To assist peer reviewers of ERISA plan audits, the AICPA checklist used for the review of audits of employee benefit
plans was recently updated. Certain questions are in bold in the checklist. These questions have been identified as
related to ERISA audit areas noted as frequently not being performed in accordance with professional standards.

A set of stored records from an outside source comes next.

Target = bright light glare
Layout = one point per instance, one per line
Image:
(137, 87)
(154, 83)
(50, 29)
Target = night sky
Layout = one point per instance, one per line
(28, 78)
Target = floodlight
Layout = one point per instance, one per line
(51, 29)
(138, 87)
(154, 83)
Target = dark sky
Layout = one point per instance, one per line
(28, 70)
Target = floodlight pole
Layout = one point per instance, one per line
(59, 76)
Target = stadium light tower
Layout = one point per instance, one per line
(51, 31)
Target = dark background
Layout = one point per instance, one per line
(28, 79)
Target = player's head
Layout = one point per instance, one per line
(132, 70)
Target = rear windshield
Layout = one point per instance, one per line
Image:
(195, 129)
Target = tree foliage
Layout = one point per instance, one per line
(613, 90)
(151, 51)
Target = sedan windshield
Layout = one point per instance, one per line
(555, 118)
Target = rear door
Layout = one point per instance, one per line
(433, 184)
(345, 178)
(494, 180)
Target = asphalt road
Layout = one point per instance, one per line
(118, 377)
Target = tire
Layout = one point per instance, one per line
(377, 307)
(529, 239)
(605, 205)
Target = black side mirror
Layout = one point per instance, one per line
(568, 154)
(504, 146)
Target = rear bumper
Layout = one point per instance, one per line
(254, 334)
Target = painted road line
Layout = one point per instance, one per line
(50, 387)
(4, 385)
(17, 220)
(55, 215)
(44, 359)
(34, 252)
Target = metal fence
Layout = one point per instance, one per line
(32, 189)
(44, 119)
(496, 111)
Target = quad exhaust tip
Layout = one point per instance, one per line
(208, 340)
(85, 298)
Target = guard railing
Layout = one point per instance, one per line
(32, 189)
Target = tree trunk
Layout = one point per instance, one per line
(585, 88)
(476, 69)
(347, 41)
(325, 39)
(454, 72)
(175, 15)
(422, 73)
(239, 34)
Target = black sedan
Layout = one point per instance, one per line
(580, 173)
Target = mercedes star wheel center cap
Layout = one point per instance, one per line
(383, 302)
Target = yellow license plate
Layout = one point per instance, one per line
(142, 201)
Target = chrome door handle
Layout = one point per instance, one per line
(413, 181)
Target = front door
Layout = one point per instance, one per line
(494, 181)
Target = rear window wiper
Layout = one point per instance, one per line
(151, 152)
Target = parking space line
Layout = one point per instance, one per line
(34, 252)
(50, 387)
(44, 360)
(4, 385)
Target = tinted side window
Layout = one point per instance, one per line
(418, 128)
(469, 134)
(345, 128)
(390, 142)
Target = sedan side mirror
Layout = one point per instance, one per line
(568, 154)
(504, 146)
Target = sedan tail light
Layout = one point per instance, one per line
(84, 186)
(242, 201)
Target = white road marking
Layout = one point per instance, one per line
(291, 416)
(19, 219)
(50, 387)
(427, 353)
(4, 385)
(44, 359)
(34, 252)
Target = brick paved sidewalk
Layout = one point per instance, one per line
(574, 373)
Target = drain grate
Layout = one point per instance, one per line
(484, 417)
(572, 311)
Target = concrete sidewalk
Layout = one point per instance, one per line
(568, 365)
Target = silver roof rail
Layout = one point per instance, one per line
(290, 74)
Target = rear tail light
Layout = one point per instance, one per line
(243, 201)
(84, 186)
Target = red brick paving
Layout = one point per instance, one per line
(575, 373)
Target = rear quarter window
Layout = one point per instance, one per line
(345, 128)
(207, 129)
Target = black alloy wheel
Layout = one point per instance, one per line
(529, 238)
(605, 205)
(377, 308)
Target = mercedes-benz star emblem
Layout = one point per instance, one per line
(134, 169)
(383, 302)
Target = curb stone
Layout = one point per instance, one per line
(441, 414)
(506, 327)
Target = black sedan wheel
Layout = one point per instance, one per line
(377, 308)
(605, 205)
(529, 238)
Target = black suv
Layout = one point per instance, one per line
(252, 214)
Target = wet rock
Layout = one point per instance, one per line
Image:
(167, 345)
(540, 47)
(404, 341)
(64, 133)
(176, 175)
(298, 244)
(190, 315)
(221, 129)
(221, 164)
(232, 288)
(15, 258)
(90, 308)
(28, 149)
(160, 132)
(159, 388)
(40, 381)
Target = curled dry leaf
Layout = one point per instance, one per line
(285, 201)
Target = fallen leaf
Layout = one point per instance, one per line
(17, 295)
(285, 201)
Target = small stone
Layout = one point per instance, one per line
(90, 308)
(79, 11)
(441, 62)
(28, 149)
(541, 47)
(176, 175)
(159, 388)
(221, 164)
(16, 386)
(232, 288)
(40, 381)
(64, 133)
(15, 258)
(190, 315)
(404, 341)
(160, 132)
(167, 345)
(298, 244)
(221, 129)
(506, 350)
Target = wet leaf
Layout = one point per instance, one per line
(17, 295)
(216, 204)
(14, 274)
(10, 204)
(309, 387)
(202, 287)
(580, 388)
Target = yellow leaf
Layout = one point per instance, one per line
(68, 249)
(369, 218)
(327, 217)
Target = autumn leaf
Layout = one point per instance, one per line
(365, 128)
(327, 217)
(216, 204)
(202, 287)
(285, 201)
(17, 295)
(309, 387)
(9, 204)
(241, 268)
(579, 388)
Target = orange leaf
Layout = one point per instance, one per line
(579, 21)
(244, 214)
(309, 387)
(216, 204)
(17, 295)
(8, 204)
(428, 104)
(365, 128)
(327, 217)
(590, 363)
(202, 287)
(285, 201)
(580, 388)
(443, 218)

One important factor to consider is whether the matter is isolated or pervasive. Depending on the size of a reviewed
firm’s ERISA plan audit practice this consideration can sometimes be tricky, as it can be difficult to expand scope to
adequately evaluate if a matter is pervasive. Ultimately, a peer reviewer must evaluate the underlying cause(s) and
the resulting level of the matter.
Firm’s response to any findings/deficiencies is very important
If any engagement, including an ERISA plan audit, has been identified as a nonconforming engagement, AICPA Peer
Review Program standards include Supplemental Guidance in section 3100 (page 3123 in the 2014 AICPA Peer
Review Program Manual) that addresses a reviewed firm’s responsibilities. A reviewed firm is to consider applicable
professional standards and is to provide a genuine, comprehensive and feasible response. If this is not adequately
done, the peer reviewer is to evaluate whether this indicates a potential failure to comply with the leadership or
“tone at the top” element of the firm’s system of quality control.
Considerations of the Administering Entity
The Administering Entity’s Report Acceptance Body Handbook was revised by the 2013 guidance to state that a peer
review should not be accepted if the reviewed firm’s response is not deemed to be sufficient (genuine,
comprehensive, feasible) related to any nonconforming engagements. Further, the RAB is to consider if a monitoring
action is needed, to require review of the firm’s remediation of the nonconforming engagement.
A peer reviewer or RAB should not require a firm to take certain actions. However, the RAB can require the reviewed
firm make appropriate considerations regarding nonconforming engagements as a condition of acceptance of the
peer review. Non-acceptance could result in a firm being deemed non-cooperating, which could result in a referral to
the AICPA. The AICPA deems such circumstances to be important in any case, but of great importance in the highly
scrutinized area of employee benefit plan audits.